Below is one of the Tweets that I've seen, demanding action on this.
"We pledge never to allow ourselves to become numb to these acts or to accept them as normal ... We are united in our commitment to overcoming violence, no matter how long it takes." - @HarvardChanDean in response to the #SantaFeHighSchool shooting https://t.co/NZWVxA3bKj pic.twitter.com/QzaBWiCNmS— HarvardPublicHealth (@HarvardChanSPH) May 18, 2018
This is signed by the Dean of the Faculty at the Harvard School of Public Health. As I read it a question crept into my mind? Most of the victims of the school shootings have been White kids. Is this now getting the attention it is getting because of that?
This was the front page of the October 15, 1992 Chicago SunTimes, following the killing of a 7-year old African American boy in Cabrini-Green. The editorial writer says "It's everyone's responsibility" to keep this from happening.
I've a thick stack of news clippings from the past 26 years showing similar shootings taking the lives of Black and Brown Chicago kids on a regular basis. While occasionally the editorial writers make this an issue, such as right now is happening with the 31 bullets campaign on the Chicago SunTimes web site, too few people have responded in ways that would change what's been happening mostly to poor kids.
I've been pleased to see that the Parkland High School students who lead the #MarchforourLives movement have been intentional in reaching out to urban youth and people of color to try to focus on the gun violence happening every day in big cities, and have encouraged a look at the root causes of these problems. However, I don't see that on the policy goals on the MarchforourLives web site.
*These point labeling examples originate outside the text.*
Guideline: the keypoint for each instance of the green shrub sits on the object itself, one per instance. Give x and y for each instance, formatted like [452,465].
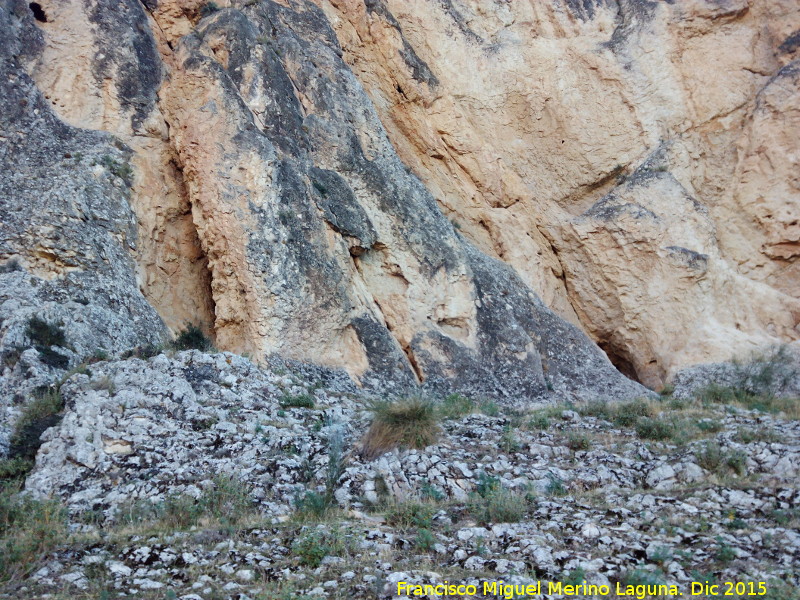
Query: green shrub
[762,434]
[539,421]
[313,546]
[191,337]
[713,458]
[654,429]
[628,414]
[298,401]
[499,506]
[314,506]
[489,408]
[208,8]
[227,502]
[410,423]
[598,409]
[724,552]
[52,358]
[40,414]
[508,441]
[406,515]
[455,406]
[555,486]
[578,441]
[709,426]
[44,334]
[641,576]
[13,468]
[29,529]
[425,540]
While many have been quick to applaud the rising youth leadership following the Parkland shooting, gun reform in America is a long battle against a deeply entrenched foe. Addressing some of the root causes of urban violence, school shootings, suicide and domestic abuse, is an even bigger challenge.
With that in mind, I encourage organizers to read this 1980s article about 8 Stages of Movement Building by Bill Moyers. His lessons apply to 2018 movement-building as much as they did 40 years ago.
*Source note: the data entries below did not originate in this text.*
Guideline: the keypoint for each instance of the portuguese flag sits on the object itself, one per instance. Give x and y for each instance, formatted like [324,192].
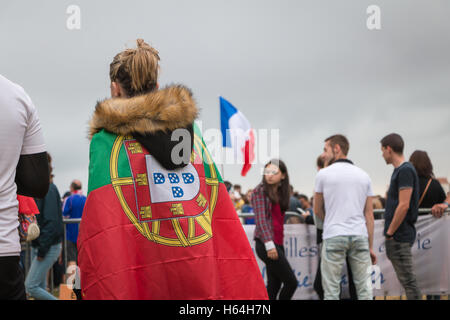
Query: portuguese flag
[150,233]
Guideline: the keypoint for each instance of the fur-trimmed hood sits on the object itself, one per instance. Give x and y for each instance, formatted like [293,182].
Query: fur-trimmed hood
[163,110]
[151,119]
I strongly support the first policy initiative on the #MarchforOurLives web site, which is "Fund gun violence research and gun violence prevention/intervention programs." That covers a lot of bases, including the gun violence in our cities, the shootings in our schools, and the massive number of people killed via domestic violence or who take their own lives through suicide.
With school shootings becoming an almost weekly event, is this now a broad enough issue that the costs of doing nothing are now rising high enough that a majority of the people in the USA, White, Brown, Black and other hues of skin tone, will have an urgency for finding a solution?
Or, will we be looking at headlines like my 1992 Chicago SunTimes story twenty-five years from now?